From the Otsego Herald

for Saturday, August 21, 1813

Compiled, with comments


Cooper’s Military Failure

We are informed that a Floating Battery, in the form of an Octagon, constructed under the superintendance of Mr. William Cooper, formerly of this village, was stove to pieces on its way from Oswego to Sacket’s harbor, the fore part of July. It is said that 15 men were navigating it, one or two of whom were drowned, and the remainder considerably injured. It is stated to have been built at the expense and risk of Mr. Cooper, and to have cost about 5000 dollars —intended to have carried 16 heavy guns.

COMMENT: This was James Fenimore Cooper’s older brother William (1785-1818), best known for his dubious career at the College of New Jersey (now Princeton):

Major Robert Carr, Commander of Fort Ontario at Oswego wrote in a letter dated July 23, 1813 that: “A flimsy piece of work built or put together by a William Cooper called a floating battery but no better served than a raft sailed a few days since (16th) and took on board two brass twelve pounders with their carriages by order of General Lewis. When half way to the [Sacket’s] Harbor, a storm arose and the raft went to pieces while at anchor 1,200 yards from the shore near Great Sandy Creek. Two lives were lost and the guns went to the bottom in 14 feet of water without buoys.”

William Cooper did not attempt to build another “Ark,” as this “floating battery” was called.

Lost Child Found

Chambersburgh [PA], July 20. A Child 22 months old, son of Mr. John Mitchell ... during a short absence of its mother, about noon on Wednesday ... strolled from the house, and was not found until Friday evening.
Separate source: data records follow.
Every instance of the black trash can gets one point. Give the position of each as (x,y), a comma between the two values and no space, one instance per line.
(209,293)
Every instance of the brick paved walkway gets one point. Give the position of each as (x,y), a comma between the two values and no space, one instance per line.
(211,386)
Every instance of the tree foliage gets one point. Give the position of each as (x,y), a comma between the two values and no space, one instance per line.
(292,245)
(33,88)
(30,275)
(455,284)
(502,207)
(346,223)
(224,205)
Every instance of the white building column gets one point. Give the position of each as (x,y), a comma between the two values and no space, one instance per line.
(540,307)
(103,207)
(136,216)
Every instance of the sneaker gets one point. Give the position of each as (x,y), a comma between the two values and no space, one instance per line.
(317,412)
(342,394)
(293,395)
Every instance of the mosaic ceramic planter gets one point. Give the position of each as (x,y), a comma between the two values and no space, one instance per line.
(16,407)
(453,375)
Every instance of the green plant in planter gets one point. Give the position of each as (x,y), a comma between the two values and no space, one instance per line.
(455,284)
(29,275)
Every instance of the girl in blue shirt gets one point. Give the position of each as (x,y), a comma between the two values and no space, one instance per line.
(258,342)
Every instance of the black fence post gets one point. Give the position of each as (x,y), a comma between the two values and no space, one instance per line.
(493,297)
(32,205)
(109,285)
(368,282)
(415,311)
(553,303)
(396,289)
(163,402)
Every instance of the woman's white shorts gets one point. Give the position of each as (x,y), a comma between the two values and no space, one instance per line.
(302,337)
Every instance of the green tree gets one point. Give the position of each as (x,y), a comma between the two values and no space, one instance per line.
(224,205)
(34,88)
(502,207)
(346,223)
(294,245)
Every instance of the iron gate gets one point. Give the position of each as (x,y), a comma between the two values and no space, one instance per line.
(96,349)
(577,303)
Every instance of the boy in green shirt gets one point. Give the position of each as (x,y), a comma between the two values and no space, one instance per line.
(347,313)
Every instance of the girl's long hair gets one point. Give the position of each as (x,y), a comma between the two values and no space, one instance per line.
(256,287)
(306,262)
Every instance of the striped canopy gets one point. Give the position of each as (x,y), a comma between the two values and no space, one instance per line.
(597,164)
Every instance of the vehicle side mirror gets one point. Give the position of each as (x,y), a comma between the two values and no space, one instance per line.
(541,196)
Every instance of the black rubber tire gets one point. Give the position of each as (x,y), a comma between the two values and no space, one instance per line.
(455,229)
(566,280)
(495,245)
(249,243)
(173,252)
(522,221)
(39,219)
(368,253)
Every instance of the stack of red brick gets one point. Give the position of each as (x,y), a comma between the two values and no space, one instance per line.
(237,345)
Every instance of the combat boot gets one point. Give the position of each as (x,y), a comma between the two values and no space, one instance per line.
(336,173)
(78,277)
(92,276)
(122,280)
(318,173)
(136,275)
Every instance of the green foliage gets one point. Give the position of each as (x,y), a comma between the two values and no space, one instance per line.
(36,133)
The father being from home, Mrs. Mitchell immediately informed the neighbors of the loss of her child, who with a humanity highly commendable forsook their harvest fields to seek the little fugitive — their search proving fruitless, upwards of one hundred men assembled on Thursday, and regularly searched every part of the woods for a considerable distance around the house, but no traces of the child were discovered.